Paloma Porcel ha dado un primer paso favorable en la batalla judicial por la casa que fue de su madre, la actriz Marisa Porcel. Según ha contado Mónika Vergara en ‘Fiesta’, la hija de la intérprete ha sido absuelta del delito del que se le acusaba por permanecer en la vivienda familiar, situada en Las Rozas, después de que el inmueble fuera embargado y subastado por las deudas vinculadas a la herencia.
La periodista ha sido tajante al explicar la resolución: “Paloma no es una okupa en su propia vivienda”. Vergara ha añadido que la sentencia está “perfectamente motivada” y recoge que la permanencia en la casa no se llevó a cabo “mediante violencia, intimidación”, ni consta que la acusada actuara “con ánimo de dolo”.
Una herencia complicada
El conflicto se arrastra desde hace meses.
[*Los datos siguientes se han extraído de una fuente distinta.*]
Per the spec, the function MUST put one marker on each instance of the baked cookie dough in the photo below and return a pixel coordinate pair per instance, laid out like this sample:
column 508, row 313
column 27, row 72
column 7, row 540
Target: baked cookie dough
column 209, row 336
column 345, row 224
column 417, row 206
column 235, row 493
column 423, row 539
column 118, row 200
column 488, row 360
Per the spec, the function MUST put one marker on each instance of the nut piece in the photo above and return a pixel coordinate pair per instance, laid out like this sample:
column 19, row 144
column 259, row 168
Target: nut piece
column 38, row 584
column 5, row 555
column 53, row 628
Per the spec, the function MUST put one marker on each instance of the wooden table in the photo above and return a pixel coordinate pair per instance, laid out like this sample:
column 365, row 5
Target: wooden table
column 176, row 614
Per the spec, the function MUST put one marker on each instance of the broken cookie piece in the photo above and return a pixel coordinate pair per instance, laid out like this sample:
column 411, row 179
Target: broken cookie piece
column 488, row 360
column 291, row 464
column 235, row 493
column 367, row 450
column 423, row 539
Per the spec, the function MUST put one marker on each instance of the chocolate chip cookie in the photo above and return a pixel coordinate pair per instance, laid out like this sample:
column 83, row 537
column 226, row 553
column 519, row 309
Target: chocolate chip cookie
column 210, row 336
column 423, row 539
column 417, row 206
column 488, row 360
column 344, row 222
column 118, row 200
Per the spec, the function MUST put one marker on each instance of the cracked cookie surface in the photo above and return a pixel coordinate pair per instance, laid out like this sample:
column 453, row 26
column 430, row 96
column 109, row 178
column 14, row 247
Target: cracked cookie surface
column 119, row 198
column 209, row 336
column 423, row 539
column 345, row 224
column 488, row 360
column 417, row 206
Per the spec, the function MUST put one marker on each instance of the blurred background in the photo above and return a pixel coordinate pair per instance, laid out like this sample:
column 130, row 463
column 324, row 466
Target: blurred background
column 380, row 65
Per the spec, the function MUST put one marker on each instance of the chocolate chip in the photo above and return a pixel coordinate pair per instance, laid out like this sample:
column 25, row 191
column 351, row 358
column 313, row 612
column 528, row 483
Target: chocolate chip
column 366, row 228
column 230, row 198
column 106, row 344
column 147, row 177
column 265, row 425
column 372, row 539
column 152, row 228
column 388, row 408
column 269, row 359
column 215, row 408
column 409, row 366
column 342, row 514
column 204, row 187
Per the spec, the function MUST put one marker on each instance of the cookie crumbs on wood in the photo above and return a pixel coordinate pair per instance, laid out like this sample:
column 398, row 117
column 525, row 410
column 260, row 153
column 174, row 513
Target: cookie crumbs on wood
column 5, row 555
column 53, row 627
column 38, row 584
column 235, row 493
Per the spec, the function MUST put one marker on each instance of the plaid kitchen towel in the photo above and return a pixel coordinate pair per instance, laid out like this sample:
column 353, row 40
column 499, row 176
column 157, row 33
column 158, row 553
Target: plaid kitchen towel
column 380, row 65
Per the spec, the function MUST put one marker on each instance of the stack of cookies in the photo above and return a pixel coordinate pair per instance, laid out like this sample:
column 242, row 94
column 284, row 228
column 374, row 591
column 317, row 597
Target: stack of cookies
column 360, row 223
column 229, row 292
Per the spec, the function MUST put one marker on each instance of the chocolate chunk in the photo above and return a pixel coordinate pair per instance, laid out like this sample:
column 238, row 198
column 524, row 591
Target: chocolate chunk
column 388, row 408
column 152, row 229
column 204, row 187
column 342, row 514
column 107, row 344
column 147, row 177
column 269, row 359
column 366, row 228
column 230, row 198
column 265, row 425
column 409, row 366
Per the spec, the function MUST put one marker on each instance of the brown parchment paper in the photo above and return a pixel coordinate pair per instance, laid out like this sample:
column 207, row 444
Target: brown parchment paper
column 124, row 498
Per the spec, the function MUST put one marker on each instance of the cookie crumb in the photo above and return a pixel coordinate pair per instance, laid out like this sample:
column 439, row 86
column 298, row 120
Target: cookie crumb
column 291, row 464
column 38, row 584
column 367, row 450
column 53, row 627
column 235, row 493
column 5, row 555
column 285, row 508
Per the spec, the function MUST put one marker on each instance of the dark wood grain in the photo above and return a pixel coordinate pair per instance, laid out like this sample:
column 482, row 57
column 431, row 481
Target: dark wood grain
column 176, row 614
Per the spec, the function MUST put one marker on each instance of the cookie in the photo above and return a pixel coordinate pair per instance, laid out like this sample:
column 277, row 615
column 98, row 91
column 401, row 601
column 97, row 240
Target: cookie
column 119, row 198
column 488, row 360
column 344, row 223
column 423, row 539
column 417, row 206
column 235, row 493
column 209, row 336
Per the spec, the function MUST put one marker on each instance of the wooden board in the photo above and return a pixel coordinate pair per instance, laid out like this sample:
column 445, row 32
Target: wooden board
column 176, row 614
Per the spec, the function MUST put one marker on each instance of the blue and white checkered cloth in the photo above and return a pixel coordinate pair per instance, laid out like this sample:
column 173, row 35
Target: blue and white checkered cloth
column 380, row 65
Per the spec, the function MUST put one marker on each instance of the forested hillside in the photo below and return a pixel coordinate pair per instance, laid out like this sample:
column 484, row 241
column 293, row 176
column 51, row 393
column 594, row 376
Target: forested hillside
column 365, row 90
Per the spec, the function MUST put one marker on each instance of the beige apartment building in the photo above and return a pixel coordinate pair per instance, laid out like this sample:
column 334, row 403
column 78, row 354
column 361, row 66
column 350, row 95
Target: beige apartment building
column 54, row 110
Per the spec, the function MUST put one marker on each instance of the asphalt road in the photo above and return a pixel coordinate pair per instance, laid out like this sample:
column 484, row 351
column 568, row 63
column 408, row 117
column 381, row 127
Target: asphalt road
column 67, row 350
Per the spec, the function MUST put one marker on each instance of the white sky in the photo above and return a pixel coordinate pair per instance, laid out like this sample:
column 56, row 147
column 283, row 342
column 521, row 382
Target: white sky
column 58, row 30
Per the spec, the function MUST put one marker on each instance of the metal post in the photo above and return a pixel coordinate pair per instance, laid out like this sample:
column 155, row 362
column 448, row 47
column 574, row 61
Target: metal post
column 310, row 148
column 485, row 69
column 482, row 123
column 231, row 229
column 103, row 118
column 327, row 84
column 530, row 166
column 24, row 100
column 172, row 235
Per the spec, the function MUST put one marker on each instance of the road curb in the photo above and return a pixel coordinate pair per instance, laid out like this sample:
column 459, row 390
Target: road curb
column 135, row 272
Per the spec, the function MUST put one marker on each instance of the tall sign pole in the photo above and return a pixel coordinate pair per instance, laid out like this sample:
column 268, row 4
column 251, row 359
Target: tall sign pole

La vivienda perteneció a Marisa Porcel, recordada por ‘Escenas de matrimonio’, y terminó siendo subastada tras acumular deudas. El inmueble fue adquirido por un nuevo propietario, que denunció públicamente que no podía disponer de la casa porque Paloma continuaba residiendo allí.
Durante este tiempo, el caso se ha movido entre acusaciones cruzadas, versiones enfrentadas y una fuerte exposición mediática. Algunos programas llegaron a presentar a Paloma como “okupa”, mientras otras informaciones apuntaban a que el debate jurídico era más complejo y no encajaba necesariamente en una usurpación al uso.
La absolución no cierra por completo el conflicto sobre la vivienda, pero sí supone un alivio para Paloma Porcel en la vía penal. “Es un primer paso en una batalla judicial muy dura que está librando Paloma”, ha resumido Mónika Vergara en el programa de Telecinco.